Bansos pangan yang akan menyasar kelompok masyarakat desil terbawah, yakni desil 1-3 itu akan memanfaatkan cadangan beras pemerintah hampir seberat 1 juta ton.
"Ya jadi per keluarga penerima manfaat itu kan 10 kilogram. Nah itu keluarganya sekitar 32 juta. Jadi per bulannya 320 ribu, berarti dalam 3 bulan hampir 1 juta," kata Menteri Koordinator Bidang Perekonomian Airlangga Hartarto dalam program Economic Update 2026 CNBC Indonesia, dikutip Senin (29/6/2026).
Melalui kebijakan ini, pemerintah percaya diri tekanan inflasi pangan dapat diredam.
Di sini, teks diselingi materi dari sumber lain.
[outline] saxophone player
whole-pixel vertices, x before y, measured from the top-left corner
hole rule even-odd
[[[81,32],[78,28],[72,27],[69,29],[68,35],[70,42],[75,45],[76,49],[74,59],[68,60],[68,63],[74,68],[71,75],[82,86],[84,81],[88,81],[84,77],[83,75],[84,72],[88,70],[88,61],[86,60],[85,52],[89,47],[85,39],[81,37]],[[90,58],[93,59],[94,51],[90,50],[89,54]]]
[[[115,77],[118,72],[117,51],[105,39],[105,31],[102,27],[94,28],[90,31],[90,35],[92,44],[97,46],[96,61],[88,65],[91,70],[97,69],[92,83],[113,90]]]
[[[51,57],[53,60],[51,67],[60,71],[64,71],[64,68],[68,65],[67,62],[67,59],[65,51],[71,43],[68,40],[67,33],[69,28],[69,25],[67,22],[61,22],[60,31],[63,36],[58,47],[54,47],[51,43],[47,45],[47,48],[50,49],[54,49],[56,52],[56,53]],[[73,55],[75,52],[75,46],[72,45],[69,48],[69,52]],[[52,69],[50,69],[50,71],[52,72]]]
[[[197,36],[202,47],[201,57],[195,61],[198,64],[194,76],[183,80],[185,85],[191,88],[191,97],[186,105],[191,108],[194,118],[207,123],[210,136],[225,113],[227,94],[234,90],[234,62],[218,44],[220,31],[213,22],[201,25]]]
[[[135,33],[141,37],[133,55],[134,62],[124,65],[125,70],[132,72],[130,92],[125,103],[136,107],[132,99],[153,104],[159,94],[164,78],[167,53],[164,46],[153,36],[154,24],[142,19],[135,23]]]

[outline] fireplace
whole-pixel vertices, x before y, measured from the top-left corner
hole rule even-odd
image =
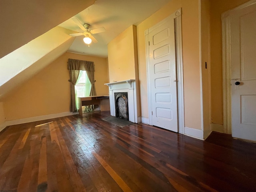
[[[116,117],[129,120],[128,93],[115,93]]]
[[[137,98],[135,80],[129,79],[105,84],[108,86],[109,90],[110,115],[126,118],[134,123],[140,123],[140,117],[138,116],[137,108],[139,103]]]

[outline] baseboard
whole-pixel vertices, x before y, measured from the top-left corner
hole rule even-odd
[[[22,124],[22,123],[26,123],[30,122],[34,122],[35,121],[45,120],[46,119],[52,119],[53,118],[57,118],[58,117],[76,115],[76,114],[77,114],[77,112],[73,113],[72,112],[64,112],[63,113],[50,114],[49,115],[42,115],[42,116],[37,116],[36,117],[29,117],[28,118],[25,118],[24,119],[16,119],[15,120],[7,121],[6,122],[6,126],[9,126],[10,125],[18,125],[18,124]]]
[[[213,131],[225,133],[225,132],[224,131],[224,127],[223,127],[223,125],[213,123],[212,124],[212,128]]]
[[[6,122],[1,123],[0,124],[0,132],[4,130],[4,128],[7,126],[7,124]]]
[[[141,123],[141,118],[140,117],[137,117],[137,119],[138,120],[138,123]]]
[[[201,130],[185,127],[184,134],[200,140],[204,140],[204,132]]]
[[[210,130],[207,132],[205,131],[204,132],[204,140],[206,139],[210,135],[211,133],[212,133],[212,130]]]
[[[149,124],[149,119],[147,117],[141,117],[141,122],[147,125]]]

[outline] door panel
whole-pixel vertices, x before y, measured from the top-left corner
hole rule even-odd
[[[232,15],[230,44],[232,135],[254,140],[256,140],[255,18],[256,4]],[[236,85],[236,82],[240,84]]]
[[[153,125],[178,132],[174,19],[149,29]]]

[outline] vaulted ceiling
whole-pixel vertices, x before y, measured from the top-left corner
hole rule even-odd
[[[170,0],[44,0],[0,1],[0,100],[67,51],[107,57],[107,44]],[[104,26],[88,47],[71,18]]]

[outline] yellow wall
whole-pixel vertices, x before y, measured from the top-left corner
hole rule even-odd
[[[201,0],[201,37],[204,132],[205,136],[208,136],[211,130],[212,122],[210,0]]]
[[[181,7],[185,126],[201,129],[199,10],[198,0],[173,0],[137,26],[141,114],[148,117],[144,31]]]
[[[130,26],[108,45],[110,82],[135,79],[134,31],[136,27]]]
[[[69,111],[69,58],[94,62],[96,92],[108,94],[106,58],[66,53],[4,99],[6,121]]]
[[[1,124],[5,122],[5,115],[4,111],[4,104],[2,102],[0,102],[0,129]]]
[[[213,123],[223,124],[221,14],[248,0],[211,0],[212,116]]]

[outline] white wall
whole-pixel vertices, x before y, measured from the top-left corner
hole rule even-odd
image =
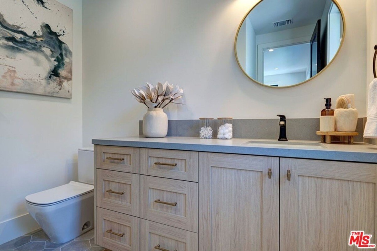
[[[377,44],[377,0],[367,0],[366,1],[366,92],[368,87],[373,80],[373,60],[374,53],[374,45]],[[369,143],[377,145],[377,139],[365,139]]]
[[[253,82],[235,59],[237,28],[257,0],[83,0],[84,145],[138,134],[146,108],[129,90],[147,81],[183,88],[187,105],[167,109],[170,119],[318,117],[323,98],[348,93],[365,116],[366,1],[338,1],[346,34],[325,72],[275,89]]]
[[[0,244],[39,227],[25,196],[77,178],[82,143],[82,4],[73,9],[73,98],[0,91]]]

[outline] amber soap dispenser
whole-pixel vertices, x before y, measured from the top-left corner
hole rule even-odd
[[[324,99],[326,100],[326,108],[321,111],[321,116],[333,116],[334,109],[331,108],[331,98],[326,97]]]

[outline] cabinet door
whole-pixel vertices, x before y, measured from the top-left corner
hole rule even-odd
[[[279,176],[278,158],[199,153],[199,251],[278,250]]]
[[[358,250],[348,245],[352,230],[375,243],[376,167],[281,158],[280,251]]]

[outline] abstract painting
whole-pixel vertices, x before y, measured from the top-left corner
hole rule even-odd
[[[72,10],[0,0],[0,90],[72,97]]]

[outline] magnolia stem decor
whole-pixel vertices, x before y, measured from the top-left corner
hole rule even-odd
[[[143,118],[143,132],[147,138],[163,138],[167,134],[167,115],[163,108],[170,103],[185,104],[183,90],[178,85],[159,82],[155,86],[147,83],[131,91],[135,99],[148,107]]]

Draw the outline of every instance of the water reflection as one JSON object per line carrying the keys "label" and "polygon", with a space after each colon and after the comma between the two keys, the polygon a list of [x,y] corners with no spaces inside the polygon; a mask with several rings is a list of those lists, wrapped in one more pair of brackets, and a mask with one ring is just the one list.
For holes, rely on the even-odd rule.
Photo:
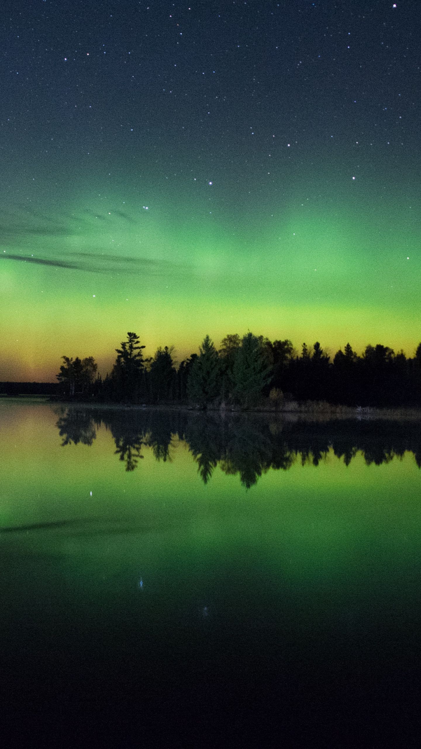
{"label": "water reflection", "polygon": [[136,468],[142,449],[151,449],[157,461],[171,461],[173,439],[188,446],[198,472],[208,483],[216,466],[227,475],[238,475],[249,488],[270,468],[287,470],[299,461],[318,466],[330,449],[349,465],[362,454],[367,465],[381,465],[405,452],[414,453],[421,467],[421,435],[416,423],[369,421],[290,422],[272,416],[176,411],[129,411],[61,407],[56,425],[63,446],[92,445],[103,425],[112,435],[115,454],[127,471]]}

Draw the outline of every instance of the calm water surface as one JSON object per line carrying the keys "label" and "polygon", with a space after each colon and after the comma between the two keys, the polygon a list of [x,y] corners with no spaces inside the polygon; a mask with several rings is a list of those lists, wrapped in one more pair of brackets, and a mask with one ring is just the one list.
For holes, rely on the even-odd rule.
{"label": "calm water surface", "polygon": [[1,399],[7,720],[58,745],[415,745],[420,435]]}

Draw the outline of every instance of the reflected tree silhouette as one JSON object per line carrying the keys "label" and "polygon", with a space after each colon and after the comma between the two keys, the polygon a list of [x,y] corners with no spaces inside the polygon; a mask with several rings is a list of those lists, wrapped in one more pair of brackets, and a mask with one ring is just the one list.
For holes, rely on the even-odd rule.
{"label": "reflected tree silhouette", "polygon": [[103,425],[115,443],[115,455],[134,471],[149,448],[157,461],[172,460],[173,440],[184,440],[205,484],[219,466],[227,476],[238,476],[246,488],[268,470],[288,470],[297,461],[317,467],[330,451],[349,466],[359,455],[367,465],[402,459],[411,452],[421,467],[421,435],[416,423],[374,422],[297,422],[243,414],[223,416],[217,412],[182,412],[59,409],[56,422],[62,446],[92,445]]}
{"label": "reflected tree silhouette", "polygon": [[81,408],[67,408],[58,413],[60,415],[55,425],[60,437],[63,437],[63,447],[72,443],[92,444],[97,437],[97,429],[91,412]]}

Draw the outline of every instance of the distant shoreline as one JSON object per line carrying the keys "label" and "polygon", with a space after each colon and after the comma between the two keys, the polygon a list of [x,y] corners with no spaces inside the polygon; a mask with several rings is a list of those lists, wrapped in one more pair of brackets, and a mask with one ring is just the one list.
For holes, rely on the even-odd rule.
{"label": "distant shoreline", "polygon": [[208,407],[196,408],[185,404],[124,404],[98,402],[91,401],[61,401],[55,397],[43,395],[0,395],[1,401],[28,402],[34,401],[37,403],[47,403],[64,408],[88,408],[97,410],[119,410],[127,413],[152,412],[163,413],[166,411],[178,411],[186,413],[199,415],[209,414],[222,418],[239,416],[270,416],[278,417],[288,422],[296,421],[318,421],[325,422],[330,419],[345,421],[411,421],[421,422],[421,409],[415,408],[360,408],[359,407],[333,405],[324,401],[306,401],[300,403],[296,401],[289,401],[283,408],[270,408],[264,406],[245,409],[236,407],[225,408]]}

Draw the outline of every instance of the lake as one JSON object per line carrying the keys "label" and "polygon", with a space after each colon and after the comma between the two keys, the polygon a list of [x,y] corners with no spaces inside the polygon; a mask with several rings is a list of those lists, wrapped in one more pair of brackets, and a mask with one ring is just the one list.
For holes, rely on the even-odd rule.
{"label": "lake", "polygon": [[416,745],[419,424],[1,398],[0,446],[4,730]]}

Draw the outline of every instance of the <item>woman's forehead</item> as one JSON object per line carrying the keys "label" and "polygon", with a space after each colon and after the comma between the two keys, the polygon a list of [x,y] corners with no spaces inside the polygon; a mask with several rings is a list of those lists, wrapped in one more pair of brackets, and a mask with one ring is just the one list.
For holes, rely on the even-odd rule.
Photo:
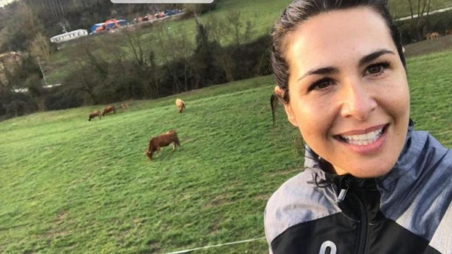
{"label": "woman's forehead", "polygon": [[389,28],[369,8],[331,11],[311,17],[285,38],[289,65],[337,64],[375,50],[397,51]]}

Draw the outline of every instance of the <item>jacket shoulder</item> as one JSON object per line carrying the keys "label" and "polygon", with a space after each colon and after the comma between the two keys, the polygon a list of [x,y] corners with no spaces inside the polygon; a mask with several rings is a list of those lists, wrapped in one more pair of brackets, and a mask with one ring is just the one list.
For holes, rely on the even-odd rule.
{"label": "jacket shoulder", "polygon": [[269,243],[290,227],[341,211],[333,187],[317,186],[315,178],[315,173],[307,169],[272,195],[264,214]]}

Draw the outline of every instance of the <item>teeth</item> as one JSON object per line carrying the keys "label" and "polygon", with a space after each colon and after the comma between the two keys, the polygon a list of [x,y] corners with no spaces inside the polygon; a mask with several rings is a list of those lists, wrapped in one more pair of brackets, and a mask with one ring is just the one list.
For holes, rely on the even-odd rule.
{"label": "teeth", "polygon": [[366,145],[374,142],[381,135],[383,128],[361,135],[341,135],[347,143],[360,146]]}

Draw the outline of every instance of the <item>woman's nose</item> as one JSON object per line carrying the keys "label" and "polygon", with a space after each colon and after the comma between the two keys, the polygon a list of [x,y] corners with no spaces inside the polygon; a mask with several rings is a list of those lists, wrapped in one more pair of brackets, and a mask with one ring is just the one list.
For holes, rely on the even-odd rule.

Sebagaimana diketahui, inflasi bahan pangan bergejolak alias volatile food pada Mei 2026 mencapai 6,24%, jauh di atas angka inflasi umum sebesar 2,59%.
"Inflasi tentu kita melihat harga pangan kita jaga, karena suplainya relatif bisa tinggi. Contoh beras kita berdasarkan data yang ada di Bulog kita punya 5 juta stok. Oleh karena itu kita akan keluarkan untuk bantuan sosial pangan 3 bulan ke depan," papar Airlangga.
Sebagai informasi, bantuan beras 10kg untuk 33,24 juta penerima selama 3 bulan mulai Juli 2026 ini akan memanfaatkan anggaran Rp 17,54 triliun belum termasuk biaya operasional.
Nilai anggaran itu pun lebih tinggi dibanding periode penyaluran Februari-Maret 2026 yang senilai Rp 11,92 triliun, meskipun dari sisi keluarga penerima manfaat tetap sebesar 33,2 juta.